The selected tech stack comprises:
- Python
- AWS (Amazon Web Services)
- Keboola: A data integration and manipulation platform that simplifies ETL processes, enabling smooth data transformations and preparation.
EXTRACTION:
Extraction was done using python, and after so much difficulty in finding a football website with a response status of 200 I settled with Football News | Sky Sports.
EXTRACTION — Team standing code
This code aims to extract football league standings data from various URLs using web scraping. It utilizes popular libraries such as `requests` for sending HTTP requests and `BeautifulSoup` for parsing HTML content. The URLs correspond to different football leagues, and the code iterates through each URL to scrape the table containing the standings data.
The process involves:
1. Defining a list of URLs along with their sources (league names).
2. Iterating through each URL to send a request and parse the HTML content.
3. Extracting table headers and creating an empty DataFrame with those headers.
4. Iterating through table rows, extracting the data from each row, and adding it to the DataFrame.
5. Adding a column to the DataFrame indicating the source (league) of the data.
6. Appending each league’s DataFrame to a list.
7. Concatenating all league DataFrames into a single DataFrame.
8. Removing the first two columns from the final DataFrame to exclude unwanted information.
9. Printing the final DataFrame displaying the merged football league standings data.
The result is a consolidated DataFrame containing football league standings data from multiple sources (leagues), which can be further analysed and visualized for insights into team performance across different leagues.
EXTRACTION — Team scores code
The process involves:
- Sending an HTTP request to the specified URL and parsing the HTML content using BeautifulSoup.
- Extracting home team names, scores, and away team names from the HTML using the appropriate CSS classes.
- Cleaning and formatting the extracted data to create meaningful strings for home team names, scores, and away team names.
- Creating a DataFrame to store the extracted data.
The result is a DataFrame containing data about football match scores, which is then converted to CSV format and stored in an S3 bucket.
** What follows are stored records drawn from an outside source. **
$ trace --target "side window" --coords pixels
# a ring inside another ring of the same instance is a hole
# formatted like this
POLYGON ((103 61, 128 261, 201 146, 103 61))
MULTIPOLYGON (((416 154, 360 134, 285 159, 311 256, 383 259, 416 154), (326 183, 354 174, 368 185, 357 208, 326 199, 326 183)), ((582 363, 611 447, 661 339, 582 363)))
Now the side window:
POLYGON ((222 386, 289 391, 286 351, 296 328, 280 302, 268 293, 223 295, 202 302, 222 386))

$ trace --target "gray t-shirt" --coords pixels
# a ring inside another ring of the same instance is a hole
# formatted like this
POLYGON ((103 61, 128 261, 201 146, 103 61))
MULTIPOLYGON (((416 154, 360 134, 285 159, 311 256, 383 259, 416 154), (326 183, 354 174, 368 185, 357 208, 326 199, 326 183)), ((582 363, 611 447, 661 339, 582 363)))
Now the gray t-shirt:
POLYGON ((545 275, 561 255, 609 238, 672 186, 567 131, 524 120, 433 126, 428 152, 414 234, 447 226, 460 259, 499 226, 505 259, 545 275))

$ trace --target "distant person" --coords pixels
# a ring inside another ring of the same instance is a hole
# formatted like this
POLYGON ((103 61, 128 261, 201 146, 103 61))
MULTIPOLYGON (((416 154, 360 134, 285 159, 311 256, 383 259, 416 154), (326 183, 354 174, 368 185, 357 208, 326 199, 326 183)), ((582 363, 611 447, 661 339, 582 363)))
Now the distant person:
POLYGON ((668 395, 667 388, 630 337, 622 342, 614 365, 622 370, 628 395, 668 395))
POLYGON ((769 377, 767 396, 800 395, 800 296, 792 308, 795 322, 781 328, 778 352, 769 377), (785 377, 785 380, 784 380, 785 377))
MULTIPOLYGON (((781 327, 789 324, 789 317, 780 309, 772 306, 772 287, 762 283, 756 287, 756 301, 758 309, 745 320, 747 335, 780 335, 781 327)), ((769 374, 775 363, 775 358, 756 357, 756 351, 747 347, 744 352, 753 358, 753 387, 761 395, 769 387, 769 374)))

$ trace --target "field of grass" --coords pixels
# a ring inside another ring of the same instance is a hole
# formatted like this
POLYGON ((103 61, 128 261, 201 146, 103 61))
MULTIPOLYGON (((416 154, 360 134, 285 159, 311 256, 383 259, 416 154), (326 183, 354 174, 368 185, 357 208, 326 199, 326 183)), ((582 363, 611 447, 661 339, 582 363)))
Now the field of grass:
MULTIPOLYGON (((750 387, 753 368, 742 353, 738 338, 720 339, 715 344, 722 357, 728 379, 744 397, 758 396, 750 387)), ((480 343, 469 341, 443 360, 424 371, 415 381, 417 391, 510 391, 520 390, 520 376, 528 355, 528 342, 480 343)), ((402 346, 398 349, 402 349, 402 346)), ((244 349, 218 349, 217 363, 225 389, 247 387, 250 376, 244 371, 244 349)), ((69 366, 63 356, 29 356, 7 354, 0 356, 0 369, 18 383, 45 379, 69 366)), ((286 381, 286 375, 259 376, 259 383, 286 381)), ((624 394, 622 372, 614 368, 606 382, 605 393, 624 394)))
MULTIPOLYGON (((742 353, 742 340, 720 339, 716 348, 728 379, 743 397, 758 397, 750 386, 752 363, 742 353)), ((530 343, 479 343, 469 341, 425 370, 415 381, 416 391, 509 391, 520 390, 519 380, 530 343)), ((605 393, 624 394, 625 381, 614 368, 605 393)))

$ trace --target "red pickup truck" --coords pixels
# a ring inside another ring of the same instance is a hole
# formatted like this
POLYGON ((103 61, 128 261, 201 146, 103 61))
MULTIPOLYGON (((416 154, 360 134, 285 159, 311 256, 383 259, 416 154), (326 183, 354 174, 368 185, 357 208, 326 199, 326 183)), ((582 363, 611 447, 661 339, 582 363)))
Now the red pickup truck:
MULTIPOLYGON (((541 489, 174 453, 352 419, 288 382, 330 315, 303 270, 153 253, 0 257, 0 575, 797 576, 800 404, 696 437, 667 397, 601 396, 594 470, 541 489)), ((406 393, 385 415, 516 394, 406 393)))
This CSV data can be used for further analysis, reporting, or sharing with others.
LOADING:
Next step in the project is to load the data in a cloud storage. Follow this video for a step by step process of creating an AWS s3 bucket
(298) how to create an aws s3 bucket — YouTube
Once created, run the following code to upload data into the bucket. My bucket name is “footballstanding”
TRANSFORMATION:
The next step is to streamline, automate and transform the data.
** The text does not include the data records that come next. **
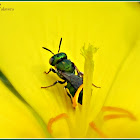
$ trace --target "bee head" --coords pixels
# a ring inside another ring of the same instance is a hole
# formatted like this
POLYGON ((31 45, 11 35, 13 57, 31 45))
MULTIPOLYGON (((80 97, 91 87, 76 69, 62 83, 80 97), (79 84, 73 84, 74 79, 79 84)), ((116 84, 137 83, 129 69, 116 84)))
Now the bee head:
POLYGON ((50 65, 55 66, 64 59, 67 59, 67 55, 65 53, 58 53, 50 58, 49 63, 50 65))
POLYGON ((59 53, 61 42, 62 42, 62 38, 60 39, 59 49, 58 49, 58 53, 57 54, 54 54, 51 50, 49 50, 49 49, 47 49, 45 47, 42 47, 43 49, 45 49, 45 50, 47 50, 47 51, 49 51, 49 52, 51 52, 53 54, 53 56, 49 60, 49 63, 52 66, 55 66, 56 64, 58 64, 62 60, 67 59, 67 55, 65 53, 59 53))

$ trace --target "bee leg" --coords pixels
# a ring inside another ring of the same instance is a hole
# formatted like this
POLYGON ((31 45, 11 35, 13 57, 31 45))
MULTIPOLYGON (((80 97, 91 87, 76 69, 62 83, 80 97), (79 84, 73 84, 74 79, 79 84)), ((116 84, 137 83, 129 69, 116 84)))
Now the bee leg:
POLYGON ((83 90, 83 84, 79 86, 79 88, 77 89, 77 91, 73 97, 72 106, 74 108, 78 105, 78 102, 82 105, 82 96, 80 97, 80 93, 82 90, 83 90), (79 99, 79 97, 81 99, 79 99))
MULTIPOLYGON (((76 70, 78 76, 83 77, 83 76, 84 76, 84 73, 81 72, 81 71, 79 71, 79 69, 75 66, 75 64, 74 64, 74 67, 75 67, 75 70, 76 70)), ((96 85, 94 85, 94 84, 92 84, 92 85, 93 85, 94 87, 96 87, 96 88, 101 88, 101 87, 98 87, 98 86, 96 86, 96 85)))
POLYGON ((50 68, 48 72, 45 71, 44 73, 45 73, 45 74, 49 74, 51 71, 52 71, 53 73, 56 73, 55 69, 53 69, 53 68, 50 68))
POLYGON ((67 95, 70 97, 70 99, 71 99, 71 103, 72 103, 72 95, 69 93, 69 91, 67 90, 68 88, 67 88, 67 86, 65 86, 64 87, 64 90, 66 91, 66 93, 67 93, 67 95))
POLYGON ((83 76, 84 76, 83 72, 79 71, 79 72, 78 72, 78 76, 83 77, 83 76))
POLYGON ((83 77, 83 72, 81 72, 81 71, 79 71, 79 69, 76 67, 76 65, 74 64, 74 67, 75 67, 75 70, 76 70, 76 72, 77 72, 77 74, 78 74, 78 76, 81 76, 81 77, 83 77))
POLYGON ((56 81, 56 82, 54 82, 52 85, 50 85, 50 86, 46 86, 46 87, 41 87, 41 88, 48 88, 48 87, 52 87, 52 86, 54 86, 54 85, 56 85, 57 83, 59 83, 59 84, 64 84, 66 81, 56 81))
POLYGON ((98 87, 98 86, 96 86, 96 85, 94 85, 94 84, 92 84, 94 87, 96 87, 96 88, 101 88, 101 87, 98 87))

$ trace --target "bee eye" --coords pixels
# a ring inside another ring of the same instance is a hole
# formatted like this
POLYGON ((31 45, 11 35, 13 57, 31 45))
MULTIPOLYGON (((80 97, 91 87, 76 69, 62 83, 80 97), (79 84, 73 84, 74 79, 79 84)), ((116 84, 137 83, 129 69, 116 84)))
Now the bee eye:
POLYGON ((54 58, 51 57, 50 60, 49 60, 50 65, 52 65, 53 61, 54 61, 54 58))

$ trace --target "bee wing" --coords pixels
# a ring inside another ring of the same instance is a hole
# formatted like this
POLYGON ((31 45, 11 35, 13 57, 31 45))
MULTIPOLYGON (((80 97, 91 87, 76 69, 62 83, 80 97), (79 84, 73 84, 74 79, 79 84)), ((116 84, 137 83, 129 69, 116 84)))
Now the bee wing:
POLYGON ((70 82, 75 89, 78 89, 80 85, 83 83, 83 78, 75 75, 74 73, 69 72, 60 72, 65 79, 70 82))

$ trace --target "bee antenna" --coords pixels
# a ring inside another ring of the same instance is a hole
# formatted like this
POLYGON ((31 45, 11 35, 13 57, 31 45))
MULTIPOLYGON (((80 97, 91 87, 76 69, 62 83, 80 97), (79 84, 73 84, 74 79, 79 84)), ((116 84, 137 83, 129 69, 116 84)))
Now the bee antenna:
POLYGON ((59 53, 59 51, 60 51, 61 42, 62 42, 62 37, 61 37, 61 39, 60 39, 58 53, 59 53))
POLYGON ((51 50, 49 50, 49 49, 47 49, 45 47, 42 47, 42 48, 45 49, 45 50, 47 50, 47 51, 49 51, 49 52, 51 52, 54 55, 54 53, 51 50))

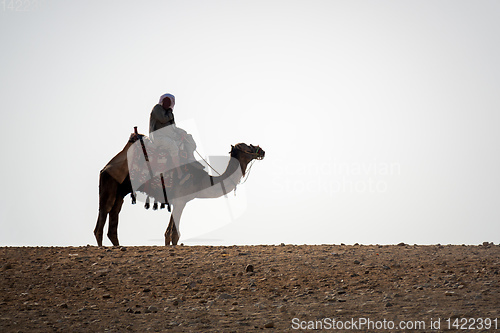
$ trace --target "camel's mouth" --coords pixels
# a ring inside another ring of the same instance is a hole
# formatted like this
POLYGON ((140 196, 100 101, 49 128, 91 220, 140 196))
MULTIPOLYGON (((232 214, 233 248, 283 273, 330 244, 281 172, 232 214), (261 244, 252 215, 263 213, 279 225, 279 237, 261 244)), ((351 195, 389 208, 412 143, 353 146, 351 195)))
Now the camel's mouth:
POLYGON ((264 156, 266 156, 266 152, 260 147, 257 147, 257 151, 255 153, 257 154, 258 160, 262 160, 264 159, 264 156))
POLYGON ((255 152, 254 154, 256 155, 255 159, 257 160, 262 160, 264 159, 264 156, 266 156, 266 152, 264 151, 264 149, 260 148, 259 146, 252 146, 253 148, 255 148, 255 152))

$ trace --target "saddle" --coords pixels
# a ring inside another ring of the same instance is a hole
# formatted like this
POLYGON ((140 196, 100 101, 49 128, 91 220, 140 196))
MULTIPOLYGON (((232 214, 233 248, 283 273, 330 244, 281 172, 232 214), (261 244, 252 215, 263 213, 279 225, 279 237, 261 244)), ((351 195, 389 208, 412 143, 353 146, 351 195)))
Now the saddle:
MULTIPOLYGON (((179 129, 179 134, 181 170, 187 174, 198 174, 200 170, 204 169, 204 166, 194 158, 196 143, 186 131, 179 129)), ((159 202, 163 202, 163 188, 165 187, 167 192, 171 192, 173 187, 179 185, 169 152, 163 147, 155 145, 146 135, 132 134, 129 142, 132 145, 128 149, 127 159, 133 190, 144 192, 159 202), (146 153, 144 153, 140 138, 142 138, 146 153)), ((192 178, 190 177, 190 179, 192 178)))

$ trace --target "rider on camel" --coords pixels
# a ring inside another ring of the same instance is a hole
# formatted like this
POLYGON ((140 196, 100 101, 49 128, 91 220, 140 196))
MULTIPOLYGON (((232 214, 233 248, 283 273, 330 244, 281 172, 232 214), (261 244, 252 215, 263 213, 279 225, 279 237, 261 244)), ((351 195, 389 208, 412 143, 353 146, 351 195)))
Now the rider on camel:
POLYGON ((164 94, 160 101, 153 107, 149 118, 149 135, 157 147, 164 148, 171 157, 172 165, 177 170, 179 182, 183 184, 189 179, 190 174, 184 174, 180 167, 179 159, 179 134, 175 126, 173 108, 175 97, 164 94))

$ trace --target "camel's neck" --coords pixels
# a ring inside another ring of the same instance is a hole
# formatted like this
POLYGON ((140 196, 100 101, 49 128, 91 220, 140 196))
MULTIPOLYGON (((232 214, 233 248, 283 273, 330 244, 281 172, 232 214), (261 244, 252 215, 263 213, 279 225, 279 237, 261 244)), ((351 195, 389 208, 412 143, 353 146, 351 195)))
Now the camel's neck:
POLYGON ((218 198, 233 191, 245 174, 249 162, 249 160, 239 156, 231 157, 226 171, 220 176, 212 177, 213 186, 204 190, 202 194, 200 193, 200 197, 218 198))
POLYGON ((229 187, 226 187, 227 191, 231 192, 236 188, 236 184, 238 184, 241 177, 245 175, 247 165, 248 161, 243 158, 231 157, 227 164, 226 171, 219 177, 214 177, 214 183, 224 182, 224 186, 229 185, 229 187))

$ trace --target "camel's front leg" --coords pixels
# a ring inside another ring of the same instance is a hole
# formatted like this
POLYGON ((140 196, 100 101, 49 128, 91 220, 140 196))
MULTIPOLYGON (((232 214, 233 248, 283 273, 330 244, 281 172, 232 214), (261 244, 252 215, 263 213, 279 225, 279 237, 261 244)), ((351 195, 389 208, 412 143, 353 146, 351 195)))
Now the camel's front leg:
POLYGON ((165 246, 169 246, 170 242, 172 242, 172 245, 177 245, 177 242, 179 241, 179 222, 186 203, 174 202, 172 203, 172 206, 174 206, 174 208, 172 210, 172 214, 170 215, 167 230, 165 231, 165 246))
POLYGON ((175 227, 173 217, 170 216, 170 222, 168 223, 167 230, 165 231, 165 246, 169 246, 170 242, 172 242, 172 245, 177 245, 178 240, 179 233, 177 232, 177 228, 175 227))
Keebola seems to provide a comprehensive solution for data integration, transformation, and automation, which is beneficial to the project, It will help us streamline the ELTL process and focus on deriving insights from the data rather than getting caught up in complex technicalities.
It is important to note that Data transformation may be constructive (adding, copying, and replicating data), destructive (deleting fields and records), aesthetic (standardizing salutations or street names), or structural (renaming, moving, and combining columns in a database).
Below is a snapshot of the simple transformation done on the data in Keebola
The entire ELTL process on keebola is a 3 step process ( connect to source > Transform and Connect to destination)
It took just about 2 min 23 sec to run the flow successfully.
From the result of the two tables, we have extracted football league standings and match scores. Here are some questions that can be answered from this data:
Football League Standings:
1. Which team is currently leading the league in each competition?**
2. Which teams are at the bottom of the league standings in each competition?
3. Are there any significant differences in team performance across different leagues (Ligue 1, Premier League, etc.)?
4. How many points does each team have, and how does it compare to other teams?
5. Can we identify any trends or patterns in team performance over time?
6. Which league has the highest average goal difference (GD)?
7. Are there any teams that consistently perform well across multiple seasons?
Football Match Scores:
1. What were the scores of the most recent football matches?
2. Are there any matches with high-scoring games (e.g., 4–3, 3–2)?
3. Are there any notable upsets or surprises in recent match outcomes?
4. Which teams have been consistently winning or losing matches?
5. What is the distribution of goals scored in recent matches?
6. Can we identify any trends in home team vs. away team performance?
7. Are there any patterns in match scores based on different leagues?
Cross-Data Analysis:
1. Can we correlate team standings with recent match outcomes? For example, do teams higher in the standings tend to win more matches?
2. Is there a relationship between a team’s position in the standings and the goal difference in matches they play?
3. Can we analyse whether there is a correlation between a team’s position in the standings and the number of goals they score or concede in matches?
4. Can we identify any trends in team performance before and after certain periods of the season?
These questions can help you gain insights into team performance, league dynamics, and trends within the football data. Analysing the data from both tables together can provide a holistic view of the football landscape and help in making informed decisions or predictions related to team strategies, fan engagement, and more.